The U.S. Virgin Islands has enhanced wildfire suppression capacity by acquiring portable floating water pumps, improving access to water in areas where traditional infrastructure is limited. During Fiscal Year 2024, wildland firefighters in the territory responded to 47 wildland fires affecting more than 218 acres, using these tools to strengthen suppression effectiveness.
Training the Next Generation

Southern state forestry agencies and their partners understand that technology is only as good as the skill and expertise of the people using it. That’s why southern state forestry agencies and their partners have invested heavily in comprehensive, innovative training programs that are developing the wildfire professionals of tomorrow. Across the region, state forestry agencies are building training capacity, creating educational partnerships, and ensuring their firefighters have access to the most current techniques and certifications. Below are some key examples of this in action across the Southern Region:
- Florida hosts the Interagency Prescribed Fire Training Center in Tallahassee, which serves as a regional hub bringing together federal, state, and local partners to ensure firefighters across the South have access to world-class education in prescribed fire techniques—a critical tool for reducing wildfire risk before fires start.
- Virginia Department of Forestry provides national-level training in wildfire suppression, all-hazard emergency response, and incident management, hosting an annual interagency wildland fire training academy that brings together hundreds of participants from across the region. The state’s commitment to training excellence helps maintain the highest level of expertise among Southern responders.
- In another example of regional collaboration, Tennessee and Kentucky have partnered to create the Tennessee & Kentucky Wildland Fire Academy, a multi-agency training academy held each January at the Tennessee Fire and Codes Academy in Bell Buckle, Tennessee.
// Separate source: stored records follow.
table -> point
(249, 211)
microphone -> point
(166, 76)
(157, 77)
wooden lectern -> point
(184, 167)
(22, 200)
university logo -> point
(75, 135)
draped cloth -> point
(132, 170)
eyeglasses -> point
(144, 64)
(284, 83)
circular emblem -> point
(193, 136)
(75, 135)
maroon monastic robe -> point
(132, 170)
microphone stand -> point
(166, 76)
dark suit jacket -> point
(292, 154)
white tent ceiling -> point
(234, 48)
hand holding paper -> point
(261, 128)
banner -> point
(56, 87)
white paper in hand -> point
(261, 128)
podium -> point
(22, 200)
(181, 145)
This joint effort provides specialized wildland fire training and demonstrates the power of cross-state collaboration in building firefighting capacity.
- Oklahoma State University has earned national recognition for its Fire Protection and Safety Engineering Technology program, which began in 1937 and has been declared by the National Fire Protection Association as the “Standard of Quality in the Profession.” The program serves students from across the South, with residents of Alabama, Arkansas, Georgia, Louisiana, Mississippi, South Carolina, Tennessee, Texas, and Virginia qualifying for in-state tuition through the Academic Common Market.
- One of the most innovative examples is the 1890 Land Grant Institution Wildland Fire Consortium, which partners federal agencies with historically Black colleges and universities including Florida A&M University, Southern University in Louisiana, Tuskegee University in Alabama, and Alabama A&M University. Known as the “FireDawgs,” students from these institutions are entering the wildland fire profession through specialized training programs that are diversifying and strengthening the Southern fire workforce.
Many southern states also support prescribed fire councils and certified burner programs that provide landowners and land managers with high-level training and continuing education to safely and smartly conduct prescribed burns. These represent just a sampling of the training investments happening across the South, each of which maintains robust programs tailored to their unique landscapes and wildland fire challenges.
Looking Ahead

The South is prepared and remaining agile. Changing weather patterns, expanding wildland-urban interface and increasingly severe wildfire behavior mean today’s innovations are tomorrow’s necessities. Every day, southern wildland fire professionals are pushing the boundaries of what’s possible in wildfire management, not because it’s easy, but because protecting Southern communities, forests and economies demands nothing less. As wildfires grow more challenging, the South’s message is clear: We’re not just fighting harder. We’re fighting smarter. And we’re doing it together.